In Hypabase, a single hyperedge connects all participants:
```python
hb.edge(
["board", "budget_5m", "apac", "japan", "korea", "q3"],
type="budget_approval",
)
```
## Nodes
A node represents an entity. Every node has:
- **`id`** — unique string identifier (e.g., `"dr_smith"`, `"patient_123"`)
- **`type`** — classification string (e.g., `"doctor"`, `"patient"`, `"medication"`)
- **`properties`** — arbitrary key-value metadata
Nodes are auto-created when referenced in an edge. If you create an edge referencing `"aspirin"` and no node with that ID exists, Hypabase creates it with `type="unknown"`. See [Getting Started](getting-started.md#create-nodes) for usage.
## Edges (hyperedges)
An edge represents a relationship between 2 or more nodes. Every edge has:
- **`id`** — unique identifier (auto-generated UUID if not specified)

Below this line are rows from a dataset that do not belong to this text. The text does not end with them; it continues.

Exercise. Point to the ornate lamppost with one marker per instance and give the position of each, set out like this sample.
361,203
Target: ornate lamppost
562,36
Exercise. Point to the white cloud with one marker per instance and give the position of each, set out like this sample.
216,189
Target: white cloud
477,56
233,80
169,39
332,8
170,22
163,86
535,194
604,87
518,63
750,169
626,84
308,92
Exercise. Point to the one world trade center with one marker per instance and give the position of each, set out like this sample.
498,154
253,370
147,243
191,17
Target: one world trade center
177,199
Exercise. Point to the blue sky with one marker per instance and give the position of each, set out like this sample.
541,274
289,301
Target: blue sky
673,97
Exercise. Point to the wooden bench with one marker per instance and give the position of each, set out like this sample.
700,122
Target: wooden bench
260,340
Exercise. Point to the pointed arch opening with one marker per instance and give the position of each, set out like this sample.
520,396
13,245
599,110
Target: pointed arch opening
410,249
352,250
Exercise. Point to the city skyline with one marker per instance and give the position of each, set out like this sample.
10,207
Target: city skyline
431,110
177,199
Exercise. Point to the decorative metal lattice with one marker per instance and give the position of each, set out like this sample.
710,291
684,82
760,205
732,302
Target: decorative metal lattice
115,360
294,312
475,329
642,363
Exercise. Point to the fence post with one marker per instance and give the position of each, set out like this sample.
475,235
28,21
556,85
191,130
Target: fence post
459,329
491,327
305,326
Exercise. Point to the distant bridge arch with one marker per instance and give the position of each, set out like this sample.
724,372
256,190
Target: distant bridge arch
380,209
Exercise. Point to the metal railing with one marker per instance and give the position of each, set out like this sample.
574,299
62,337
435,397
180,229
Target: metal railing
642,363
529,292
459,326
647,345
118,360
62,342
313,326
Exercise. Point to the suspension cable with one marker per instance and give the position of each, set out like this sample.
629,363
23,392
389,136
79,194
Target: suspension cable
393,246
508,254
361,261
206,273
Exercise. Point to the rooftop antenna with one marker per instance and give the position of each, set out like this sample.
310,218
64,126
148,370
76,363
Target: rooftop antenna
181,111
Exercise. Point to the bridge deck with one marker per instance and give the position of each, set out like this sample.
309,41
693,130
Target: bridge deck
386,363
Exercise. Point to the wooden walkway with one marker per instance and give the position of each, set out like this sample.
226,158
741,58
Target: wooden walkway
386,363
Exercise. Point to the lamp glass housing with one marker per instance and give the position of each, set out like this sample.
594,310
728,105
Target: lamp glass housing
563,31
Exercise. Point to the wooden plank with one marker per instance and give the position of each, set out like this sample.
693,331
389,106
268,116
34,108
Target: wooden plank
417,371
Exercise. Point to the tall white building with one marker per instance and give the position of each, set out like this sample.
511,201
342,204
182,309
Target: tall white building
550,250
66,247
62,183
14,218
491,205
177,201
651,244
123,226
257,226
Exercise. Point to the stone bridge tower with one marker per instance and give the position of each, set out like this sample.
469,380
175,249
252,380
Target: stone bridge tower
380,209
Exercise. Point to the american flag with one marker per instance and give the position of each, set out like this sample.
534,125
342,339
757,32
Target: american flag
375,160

- **`type`** — relationship type (e.g., `"treatment"`, `"concept_link"`)
- **`incidences`** — ordered list of node participations
- **`directed`** — whether the edge has direction (tail/head semantics)

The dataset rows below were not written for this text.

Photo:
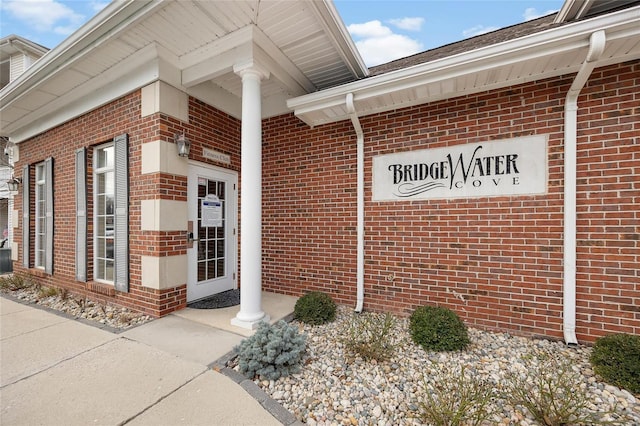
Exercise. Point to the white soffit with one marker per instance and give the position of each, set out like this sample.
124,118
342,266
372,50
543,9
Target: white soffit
195,44
545,54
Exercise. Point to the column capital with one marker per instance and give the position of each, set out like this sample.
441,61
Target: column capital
250,67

- **`source`** — provenance source string
- **`confidence`** — confidence score (0.0 to 1.0)
- **`properties`** — arbitrary key-value metadata
See [Getting Started](getting-started.md#create-a-hyperedge) for usage.
### Node order
The `position` column in the incidence table preserves node order. The order you pass nodes is the order they're stored. This matters for directed edges and for domain-specific semantics where position carries meaning.
### Directed edges
When `directed=True`, the first node is the **tail** and the last node is the **head**:
```python
hb.edge(
["cause", "intermediate", "effect"],
type="causal_chain",
directed=True,
)
```
## Provenance
Every edge carries two provenance fields:
- **`source`** — a string identifying where the relationship came from (e.g., `"clinical_records"`, `"gpt-4o_extraction"`, `"user_input"`)
- **`confidence`** — a float between 0.0 and 1.0 representing certainty
Provenance is not bolted-on metadata — it's part of the core data model. This enables:
- Filtering edges by source or confidence threshold
- Aggregating reliability across sources
- Tracking which AI model or human produced each fact
- Building audit trails
See the [Provenance guide](guides/provenance.md) for context managers, overrides, and querying.
## Vertex-set lookup
Hypabase maintains a SHA-256 hash index over the node sets of all edges. This enables **O(1) exact vertex-set lookup** — given a set of node IDs, find all edges that connect exactly those nodes (order-independent):
```python
edges = hb.edges_by_vertex_set(["dr_smith", "patient_123", "aspirin"])
```
The query answers: "does a relationship connect exactly these entities?"
## Storage
Hypabase uses SQLite with WAL mode and foreign keys enabled. The database has four tables:
| Table | Purpose |
|-------|---------|
| `nodes` | Entity storage (id, type, properties) |
| `edges` | Relationship metadata (id, type, source, confidence, properties) |
| `incidences` | Junction table linking edges to nodes with position and direction |
| `vertex_set_index` | SHA-256 hash index for O(1) exact vertex-set lookup |
The storage engine encapsulates all SQL. The client API never exposes raw queries.